Sprinters have the added advantage of bieng a few inches narrower & RWD which helps. Mines 6.2m Renault Master, a few inches wider and FWD. But I guess should be fine. I wanted the Sorinter but I also wanted to fit a 6 foot bed sideways  which I just about managed in the master.  Compromises compromises. 

Thanks for posting the video.


----------



## barryd (Sep 30, 2018)

A road on a dash cam video often looks narrower than it is, same effect on Google Streetview.  nothing wrong with that road although the main routes through the Alps are much wider.  I would have no hesitation in taking a 7.5 metre coach built up that.  It might not look like it but you could probably squeeze two vehicles past each other on it.

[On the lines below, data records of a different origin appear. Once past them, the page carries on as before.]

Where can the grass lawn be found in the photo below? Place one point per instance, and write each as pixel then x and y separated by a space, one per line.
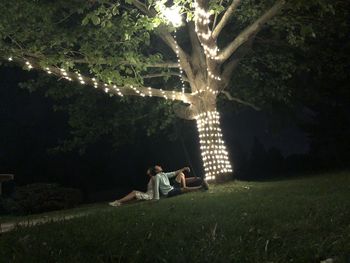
pixel 294 220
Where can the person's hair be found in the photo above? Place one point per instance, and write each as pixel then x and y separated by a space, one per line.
pixel 153 170
pixel 149 170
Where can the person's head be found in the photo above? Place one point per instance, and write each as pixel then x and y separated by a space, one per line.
pixel 155 169
pixel 158 168
pixel 149 170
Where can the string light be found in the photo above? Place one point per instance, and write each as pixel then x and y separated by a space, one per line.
pixel 214 153
pixel 179 64
pixel 29 66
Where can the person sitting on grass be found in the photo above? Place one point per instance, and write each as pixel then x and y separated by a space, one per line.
pixel 148 195
pixel 162 184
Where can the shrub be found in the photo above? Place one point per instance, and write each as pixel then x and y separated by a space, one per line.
pixel 41 197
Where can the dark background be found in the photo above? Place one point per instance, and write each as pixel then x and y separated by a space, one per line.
pixel 262 144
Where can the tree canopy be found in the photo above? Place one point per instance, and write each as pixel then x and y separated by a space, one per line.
pixel 262 48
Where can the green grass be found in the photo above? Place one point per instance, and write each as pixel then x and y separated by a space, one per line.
pixel 296 220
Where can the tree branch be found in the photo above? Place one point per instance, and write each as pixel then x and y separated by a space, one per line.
pixel 126 90
pixel 197 51
pixel 251 30
pixel 168 39
pixel 225 18
pixel 216 17
pixel 229 97
pixel 166 64
pixel 234 62
pixel 164 74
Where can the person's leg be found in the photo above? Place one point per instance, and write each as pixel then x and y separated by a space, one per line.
pixel 181 180
pixel 193 181
pixel 191 189
pixel 128 197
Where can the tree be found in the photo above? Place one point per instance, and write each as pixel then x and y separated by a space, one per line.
pixel 117 42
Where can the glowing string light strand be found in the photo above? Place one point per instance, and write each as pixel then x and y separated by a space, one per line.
pixel 214 153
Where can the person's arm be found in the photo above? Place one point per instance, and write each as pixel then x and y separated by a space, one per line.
pixel 175 173
pixel 185 169
pixel 155 187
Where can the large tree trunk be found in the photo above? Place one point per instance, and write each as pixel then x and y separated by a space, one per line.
pixel 214 153
pixel 216 162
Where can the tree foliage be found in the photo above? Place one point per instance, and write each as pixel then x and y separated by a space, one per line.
pixel 127 43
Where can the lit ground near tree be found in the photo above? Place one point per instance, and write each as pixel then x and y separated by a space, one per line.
pixel 304 219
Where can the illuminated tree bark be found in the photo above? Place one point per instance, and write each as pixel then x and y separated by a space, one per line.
pixel 207 69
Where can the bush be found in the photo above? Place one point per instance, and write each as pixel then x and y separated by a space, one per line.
pixel 8 206
pixel 40 197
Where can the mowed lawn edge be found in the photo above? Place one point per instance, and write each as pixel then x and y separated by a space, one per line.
pixel 304 219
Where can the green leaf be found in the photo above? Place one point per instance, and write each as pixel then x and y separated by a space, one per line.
pixel 95 20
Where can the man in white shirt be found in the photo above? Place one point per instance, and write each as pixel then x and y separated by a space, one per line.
pixel 162 184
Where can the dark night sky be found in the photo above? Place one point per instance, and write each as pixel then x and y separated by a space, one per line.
pixel 29 126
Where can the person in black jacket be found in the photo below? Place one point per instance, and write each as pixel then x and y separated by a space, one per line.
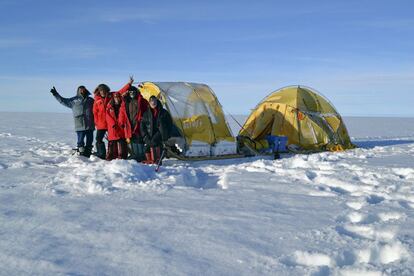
pixel 81 106
pixel 156 126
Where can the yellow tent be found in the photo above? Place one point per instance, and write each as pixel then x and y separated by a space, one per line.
pixel 197 114
pixel 307 119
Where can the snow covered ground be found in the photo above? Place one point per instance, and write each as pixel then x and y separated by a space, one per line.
pixel 349 213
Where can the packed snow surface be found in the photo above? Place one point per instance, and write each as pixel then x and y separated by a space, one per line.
pixel 348 213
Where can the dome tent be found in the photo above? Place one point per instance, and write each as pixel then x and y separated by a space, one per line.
pixel 306 118
pixel 198 117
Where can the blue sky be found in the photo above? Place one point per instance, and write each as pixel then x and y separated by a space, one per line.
pixel 359 54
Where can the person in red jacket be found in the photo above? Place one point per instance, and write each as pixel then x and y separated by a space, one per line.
pixel 135 105
pixel 102 97
pixel 119 128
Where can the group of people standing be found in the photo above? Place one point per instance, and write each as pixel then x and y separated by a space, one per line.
pixel 134 127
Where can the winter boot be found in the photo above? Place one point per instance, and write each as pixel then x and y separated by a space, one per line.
pixel 137 152
pixel 87 152
pixel 112 150
pixel 100 150
pixel 155 154
pixel 80 150
pixel 122 149
pixel 148 158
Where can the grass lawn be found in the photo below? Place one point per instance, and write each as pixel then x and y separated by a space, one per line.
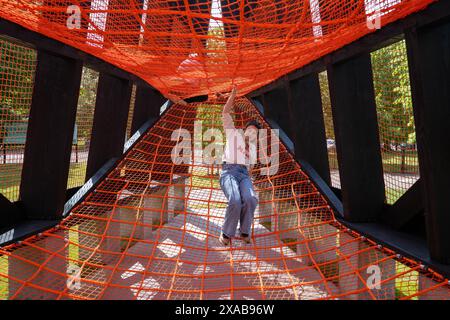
pixel 391 162
pixel 10 174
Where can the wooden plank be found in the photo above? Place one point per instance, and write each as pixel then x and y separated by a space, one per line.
pixel 429 65
pixel 309 132
pixel 357 140
pixel 49 135
pixel 408 206
pixel 10 212
pixel 16 33
pixel 147 105
pixel 387 35
pixel 110 121
pixel 276 108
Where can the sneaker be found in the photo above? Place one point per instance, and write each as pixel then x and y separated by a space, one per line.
pixel 246 238
pixel 224 240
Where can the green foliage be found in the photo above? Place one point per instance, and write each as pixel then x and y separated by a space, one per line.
pixel 17 64
pixel 326 105
pixel 86 103
pixel 393 94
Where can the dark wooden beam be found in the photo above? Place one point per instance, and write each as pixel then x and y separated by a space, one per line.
pixel 147 105
pixel 16 33
pixel 10 213
pixel 276 108
pixel 110 121
pixel 357 140
pixel 49 135
pixel 387 35
pixel 429 65
pixel 309 130
pixel 408 206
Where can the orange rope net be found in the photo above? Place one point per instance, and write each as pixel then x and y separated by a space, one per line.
pixel 150 230
pixel 248 42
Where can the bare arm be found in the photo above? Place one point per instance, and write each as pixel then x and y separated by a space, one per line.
pixel 227 120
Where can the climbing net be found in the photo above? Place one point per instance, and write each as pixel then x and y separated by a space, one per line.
pixel 150 230
pixel 192 47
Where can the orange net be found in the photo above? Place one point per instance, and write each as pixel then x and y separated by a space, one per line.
pixel 150 230
pixel 192 47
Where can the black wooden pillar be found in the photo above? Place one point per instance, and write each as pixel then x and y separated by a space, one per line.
pixel 110 121
pixel 429 65
pixel 309 130
pixel 147 105
pixel 357 140
pixel 276 108
pixel 49 136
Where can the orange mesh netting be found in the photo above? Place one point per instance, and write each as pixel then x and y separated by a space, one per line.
pixel 248 42
pixel 150 230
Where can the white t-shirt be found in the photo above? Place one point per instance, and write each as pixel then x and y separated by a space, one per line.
pixel 235 144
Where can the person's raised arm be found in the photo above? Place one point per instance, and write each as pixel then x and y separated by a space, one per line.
pixel 227 120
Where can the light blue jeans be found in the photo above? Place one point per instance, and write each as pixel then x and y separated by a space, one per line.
pixel 237 186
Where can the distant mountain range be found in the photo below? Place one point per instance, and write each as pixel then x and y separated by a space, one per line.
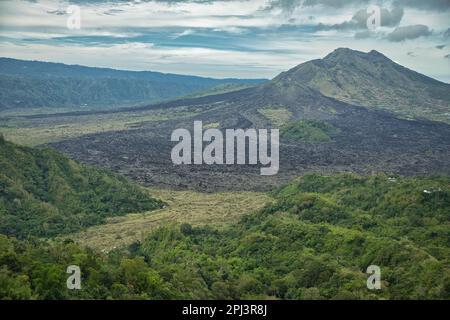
pixel 372 80
pixel 319 133
pixel 34 84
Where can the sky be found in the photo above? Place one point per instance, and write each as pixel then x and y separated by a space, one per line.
pixel 227 38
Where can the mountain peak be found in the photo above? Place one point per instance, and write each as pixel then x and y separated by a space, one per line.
pixel 346 53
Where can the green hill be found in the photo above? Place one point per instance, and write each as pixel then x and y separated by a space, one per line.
pixel 43 193
pixel 372 80
pixel 315 241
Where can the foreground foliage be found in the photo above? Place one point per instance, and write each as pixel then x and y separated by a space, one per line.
pixel 314 242
pixel 43 193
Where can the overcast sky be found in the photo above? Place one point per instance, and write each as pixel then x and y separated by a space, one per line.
pixel 231 38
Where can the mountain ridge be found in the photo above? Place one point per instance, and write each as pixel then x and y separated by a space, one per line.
pixel 374 81
pixel 36 84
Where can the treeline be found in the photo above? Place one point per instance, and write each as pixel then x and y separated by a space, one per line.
pixel 44 194
pixel 315 241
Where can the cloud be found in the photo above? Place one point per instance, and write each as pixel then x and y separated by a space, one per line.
pixel 435 5
pixel 409 32
pixel 447 33
pixel 389 18
pixel 363 34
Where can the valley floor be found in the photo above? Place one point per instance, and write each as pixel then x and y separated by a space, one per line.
pixel 196 208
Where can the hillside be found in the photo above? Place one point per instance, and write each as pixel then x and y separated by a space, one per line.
pixel 43 193
pixel 314 242
pixel 372 80
pixel 319 134
pixel 34 84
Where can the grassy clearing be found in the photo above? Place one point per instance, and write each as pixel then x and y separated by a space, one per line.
pixel 195 208
pixel 278 116
pixel 36 131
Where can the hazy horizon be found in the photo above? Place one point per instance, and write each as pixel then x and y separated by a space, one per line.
pixel 224 39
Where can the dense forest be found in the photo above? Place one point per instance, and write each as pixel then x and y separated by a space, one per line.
pixel 44 193
pixel 314 241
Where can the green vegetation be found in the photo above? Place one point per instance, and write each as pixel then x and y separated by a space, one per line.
pixel 33 131
pixel 374 81
pixel 309 131
pixel 278 116
pixel 217 209
pixel 43 193
pixel 314 241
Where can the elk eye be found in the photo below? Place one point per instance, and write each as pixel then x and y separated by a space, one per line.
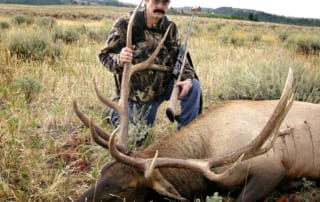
pixel 129 189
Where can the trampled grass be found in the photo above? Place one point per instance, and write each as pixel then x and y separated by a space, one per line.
pixel 45 152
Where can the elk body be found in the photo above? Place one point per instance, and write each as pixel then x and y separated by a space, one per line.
pixel 246 148
pixel 296 153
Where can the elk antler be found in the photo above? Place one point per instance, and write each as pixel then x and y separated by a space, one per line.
pixel 99 135
pixel 254 148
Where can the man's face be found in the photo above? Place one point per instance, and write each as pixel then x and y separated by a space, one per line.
pixel 156 9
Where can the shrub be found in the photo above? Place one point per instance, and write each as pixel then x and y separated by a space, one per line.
pixel 46 22
pixel 97 35
pixel 29 87
pixel 22 19
pixel 305 44
pixel 32 45
pixel 57 34
pixel 68 35
pixel 4 25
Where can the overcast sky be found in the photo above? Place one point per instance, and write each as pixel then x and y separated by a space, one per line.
pixel 294 8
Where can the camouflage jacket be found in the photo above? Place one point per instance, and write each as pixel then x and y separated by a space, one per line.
pixel 146 86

The only time I ever came unstuck was in the Pyrenees we where were actually leaving the big mountains to head for the lower mountains towards the Atlantic coast and I took my eye off the ball and just followed the Sat nav blindly without checking the map before setting off. Ended up on proper goat track that was about 15 miles of single track around the side of a mountain.  Virtually no cars until I met a French car coming the other way who just refused to reverse the 15 yards back to a small passing point.  Just wouldnt budge so I ended up reversing about 250 or so to another one which put him in more of a flap as it meant he had to pass me with inches to spare on the cliff edge side. 

If you can survive driving round our mountain roads there is nothing in the Alps or the Pyrenees to worry about.  Some of ours are much steeper and narrower just not as long.  Its rare to encounter much over 10% out in Europe.  Just go and enjoy them, they are simply fantastic.


----------



## shaunr68 (Sep 30, 2018)

barryd said:


> The only time I ever came unstuck was in the Pyrenees we where were actually leaving the big mountains to head for the lower mountains towards the Atlantic coast and I took my eye off the ball and just followed the Sat nav blindly without checking the map before setting off. Ended up on proper goat track that was about 15 miles of single track around the side of a mountain.  Virtually no cars until I met a French car coming the other way who just refused to reverse the 15 yards back to a small passing point.  Just wouldnt budge so I ended up reversing about 250 or so to another one which put him in more of a flap as it meant he had to pass me with inches to spare on the cliff edge side.



I had a similar experience in Greece, the sat nav directed us onto an unpaved road and like an idiot I complied, thinking it was just a shortcut between two main roads.  Two miles of narrow rocky path hanging off the side of a mountain, with a 200m drop into the sea just inches from the offside wheels.  Fun and games!!


----------